Bugs of intolerance
In the early 1940s, many of our schoolteachers were from Bihar, West Bengal and UP. Nepal was their bread pan, and they stayed at Biratnagar although they would return to their family during school vacation. Blood of communal tolerance and harmony flowed in them yet with focus on textbooks and exams. One funny incident of their association I remember is about our school inspector who happened to inspect our grade five class. The inspector had asked, “Which is your home district, young man?” I had answered him naively, “Purnea.” In practice, postal mails reached Biratnagar under the address – post Jogbani, district Purnea. We had fantastic moments with them yet about the general knowledge of India. Most of them are now deceased when a few of them have left first generation voters here. In fact, they were the outsourcing of a flexible workforce to our representative mascot.
Afterwards the nation had a gradual bend for communal politics and sectarian conflict. It began with the Koshi basin especially when the outer workforce arrived in the Terai forests, known as Char-Kose-Jhadi, which were a natural resource of public revenue aside from the lurking tracts of croplands. As the jhadi in part suffered clear felling, this workforce swarmed like human locusts towards a massive demographic transformation. It came, stayed, cut, and sawed trees, made log and timber, and loaded the lorries heading back to Bihar. This had founded new zamindars (landowners) to bud in very fast. The outer populations worked on muster roll for crops like paddy and jute and assisted in ploughing, sowing, and weeding until the harvests were ready to market and store. Some worked full time for domestic chores. Carpenters, masons, mechanics, etc. were also among them. Influx in the Terai was thus the choice for its relatively agreeable life and landscape, food crops and kids’ education. For the outer populations, it shielded them against epidemics like plague and starvation.

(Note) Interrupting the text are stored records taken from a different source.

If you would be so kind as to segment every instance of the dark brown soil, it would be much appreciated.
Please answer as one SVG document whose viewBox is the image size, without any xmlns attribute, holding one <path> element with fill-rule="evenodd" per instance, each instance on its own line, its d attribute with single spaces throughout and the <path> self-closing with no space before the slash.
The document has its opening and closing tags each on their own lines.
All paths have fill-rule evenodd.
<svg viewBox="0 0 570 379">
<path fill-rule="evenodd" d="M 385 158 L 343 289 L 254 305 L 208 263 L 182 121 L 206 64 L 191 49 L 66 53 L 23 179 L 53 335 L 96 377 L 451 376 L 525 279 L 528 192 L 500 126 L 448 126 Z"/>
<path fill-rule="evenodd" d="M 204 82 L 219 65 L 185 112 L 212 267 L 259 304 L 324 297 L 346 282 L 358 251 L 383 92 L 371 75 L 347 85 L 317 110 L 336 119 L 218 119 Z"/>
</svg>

The principles of management and utility had ingrained the viruses. Then an ultra revolution erupted under the dictates of late King Mahendra. His ceiling on landholding seized land from the zamindars, when the zamindars under a stupid compromise hid the excess land in the name of Bihari patwaris and kamatiyas. A significant number of bugs had swelled in with accountant ‘patwaris’ and croplands manager ‘kamatiyas.’